Ce n’era abbastanza, nella sala Pasolini del Gobetti, per cercare di capire le ragioni per cui, giustamente o no, comprensibilmente o no, l’opera drammatica della Ginzburg si sia sempre tenuta in penombra rispetto alla produzione letteraria. Eppure, come si è potuto verificare durante questa maratona teatrale, la Ginzburg attrae, la Ginzburg diverte, la Ginzburg mette in testa rovelli e magari spiazza. E dunque?
Non sembra che la Ginzburg sia diventata commediografa sulla spinta di uno slancio irrefrenabile. Quando, nel 1964, rispose con altri trenta scrittori italiani alle domande della rivista “Sipario” sui motivi per cui i narratori nostrani non si dedicavano al teatro, rispose che la difficoltà stava nella lingua. A suo modo di vedere, e fatta eccezione per l’opera di Eduardo De Filippo, non esisteva un italiano in grado di esprimersi sulla scena con efficacia. Eppure, nello stesso anno dell’inchiesta, la Ginzburg scrisse per l’attrice Adriana Asti la sua prima commedia, la più nota: “Ti ho sposato per allegria”, il cui successo giustificò la successiva trasposizione cinematografica con Monica Vitti.
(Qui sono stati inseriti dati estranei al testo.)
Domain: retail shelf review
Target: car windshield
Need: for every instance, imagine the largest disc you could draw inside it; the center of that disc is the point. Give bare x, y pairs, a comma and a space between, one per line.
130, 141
Che era successo? Forse una cosa molto semplice. Negli anni precedenti Natalia aveva soggiornato per un lungo periodo a Londra e si era imbattuta in due autori: il drammaturgo Harold Pinter e soprattutto la scrittrice Ivy Compton Burnett, che lei cercò disperatamente di far pubblicare in Italia e di cui apprezzò infinitamente la capacità di creare narrativa attraverso il dialogo. Ebbene: questi due autori lasciarono sulla sua pelle di drammaturga renitente l’imprinting di un linguaggio e di uno stile secco, aforistico, lapidario, umoristico, che poi troviamo nelle sue commedie, al cui centro la Ginzburg pone le donne ma non il femminismo, le donne sciroccate, leggere di testa, prive di centro e di ancoraggi, le donne che magari sposano il primo venuto per un equivocato bisogno di solidità o soltanto “per allegria”.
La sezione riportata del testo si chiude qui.